Page MenuHomePhabricator

Create custom instance flavor for Dumps project
Closed, ResolvedPublic

Description

I am going to have to reduce the usage of NFS (see T134148 for related issues) on the Dumps project. For that to happen, I will need to have a custom instance flavor that provides more storage space on /srv. Here are the specifications:

  • Storage: 500 GB
  • RAM: 2 GB
  • CPU: 1

The space used on the storage should be less than 10 GB most of the time, but when datasets are actually being archived, it can go up to 300 GB or even more. Having 500 GB storage space would provide us with sufficient room for holding the files temporarily.

Event Timeline

Hydriz created this task.Mar 8 2017, 10:48 AM
Restricted Application added a subscriber: Aklapper. · View Herald TranscriptMar 8 2017, 10:48 AM
bd808 moved this task from Triage to Backlog on the Cloud-Services board.Mar 26 2017, 9:00 PM
Hydriz added a subscriber: Andrew.May 14 2017, 10:35 AM
Harej added a subscriber: Harej.Mar 5 2018, 11:25 PM

I am treating this as a quota increase request. I am not sure that we want to have a general purpose 500 GB instance that can be deployed on demand. (And as with T95731 I think the solution long-term is going to be detachable block storage.)

Related - T174468.

I have managed to reduce the disk usage to less than 500G. However, the original problem still stands where the dumps project may have a very high utilization of disk space during certain periods of time which may negatively affect other CloudVPS projects. Is it possible for a separate labstore volume to be created just for the dumps project?
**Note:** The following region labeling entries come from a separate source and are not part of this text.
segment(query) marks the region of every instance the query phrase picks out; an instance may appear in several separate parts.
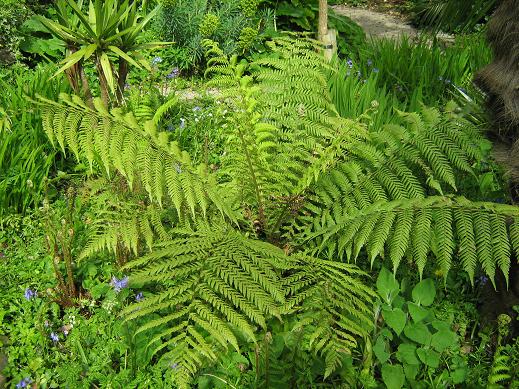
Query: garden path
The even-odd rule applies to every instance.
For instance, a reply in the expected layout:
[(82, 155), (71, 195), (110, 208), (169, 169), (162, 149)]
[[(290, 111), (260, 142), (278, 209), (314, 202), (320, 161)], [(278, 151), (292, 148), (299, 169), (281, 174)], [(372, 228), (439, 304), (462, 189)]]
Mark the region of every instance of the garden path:
[(418, 35), (418, 30), (402, 17), (346, 5), (336, 5), (332, 8), (337, 14), (347, 16), (359, 24), (366, 35), (373, 38), (398, 38), (402, 35), (415, 37)]
[[(372, 38), (390, 38), (407, 36), (415, 38), (420, 30), (414, 28), (404, 17), (397, 13), (378, 12), (368, 8), (336, 5), (332, 7), (339, 15), (349, 17), (362, 27), (366, 35)], [(452, 41), (453, 36), (439, 33), (438, 38), (443, 41)]]

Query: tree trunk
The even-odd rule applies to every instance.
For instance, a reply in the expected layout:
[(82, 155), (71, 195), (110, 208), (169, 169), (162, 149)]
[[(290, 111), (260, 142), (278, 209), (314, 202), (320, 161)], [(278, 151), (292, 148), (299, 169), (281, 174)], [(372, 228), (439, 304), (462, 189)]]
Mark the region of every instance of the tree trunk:
[(319, 30), (318, 38), (321, 42), (328, 33), (328, 0), (319, 0)]
[(103, 67), (101, 66), (100, 59), (96, 60), (96, 69), (99, 76), (101, 99), (103, 99), (104, 106), (108, 108), (110, 104), (110, 90), (108, 87), (108, 81), (106, 80), (105, 74), (103, 72)]
[(128, 62), (124, 58), (119, 58), (119, 71), (117, 77), (117, 104), (123, 102), (124, 86), (126, 85), (126, 77), (128, 76)]
[(479, 71), (474, 80), (487, 95), (494, 135), (516, 146), (519, 140), (518, 20), (519, 1), (503, 0), (487, 25), (493, 62)]

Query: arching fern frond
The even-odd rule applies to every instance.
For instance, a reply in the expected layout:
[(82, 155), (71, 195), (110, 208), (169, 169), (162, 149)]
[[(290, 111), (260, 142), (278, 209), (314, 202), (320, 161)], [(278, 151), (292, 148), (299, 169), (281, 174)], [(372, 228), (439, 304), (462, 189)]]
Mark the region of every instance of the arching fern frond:
[(255, 342), (257, 327), (266, 329), (272, 316), (313, 312), (315, 328), (308, 332), (312, 348), (325, 356), (326, 374), (369, 332), (374, 293), (355, 266), (290, 257), (224, 225), (176, 234), (126, 266), (132, 284), (160, 288), (123, 315), (132, 320), (159, 314), (139, 332), (160, 329), (150, 344), (162, 340), (155, 352), (175, 367), (179, 387), (190, 387), (204, 362), (229, 347), (238, 350), (239, 337)]
[(310, 240), (319, 251), (349, 260), (366, 249), (372, 263), (378, 256), (389, 258), (395, 271), (407, 258), (420, 275), (429, 254), (444, 276), (459, 258), (471, 280), (480, 265), (493, 281), (496, 268), (508, 278), (518, 223), (517, 207), (438, 196), (375, 203), (344, 215)]
[(42, 100), (42, 111), (45, 132), (64, 153), (72, 151), (78, 161), (102, 167), (108, 176), (121, 174), (130, 188), (138, 183), (152, 203), (162, 207), (167, 201), (179, 217), (205, 214), (212, 203), (235, 218), (205, 167), (192, 166), (189, 155), (158, 132), (153, 118), (140, 125), (132, 114), (110, 114), (101, 104), (92, 110), (76, 96), (61, 98), (61, 104)]
[(306, 256), (298, 270), (285, 280), (289, 304), (301, 305), (303, 319), (294, 330), (304, 327), (310, 349), (325, 359), (327, 377), (372, 330), (375, 293), (362, 283), (366, 274), (350, 264)]
[[(380, 201), (425, 198), (456, 190), (459, 172), (472, 174), (481, 135), (463, 119), (424, 107), (355, 140), (311, 188), (301, 225), (314, 231)], [(306, 227), (304, 227), (306, 228)]]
If the higher usage is periodic, I want to encourage setting up automatic clean up jobs after the dumps are processed. I'm inclined to decline this request since high disk usage is sporadic, and it's been over a year since it was filed.

If the higher usage is periodic, I want to encourage setting up automatic clean up jobs after the dumps are processed

I might have missed something, but this is not something that clean up would help. It's about transferring bigger datasets which are only produced occasionally. Clearly they can be split down in smaller pieces, but to do so we might end up increasing the usage of resources (download something, write it, read it, process and split it, write again, move elsewhere etc.).

If the higher usage is periodic, I want to encourage setting up automatic clean up jobs after the dumps are processed

I might have missed something, but this is not something that clean up would help. It's about transferring bigger datasets which are only produced occasionally. Clearly they can be split down in smaller pieces, but to do so we might end up increasing the usage of resources (download something, write it, read it, process and split it, write again, move elsewhere etc.).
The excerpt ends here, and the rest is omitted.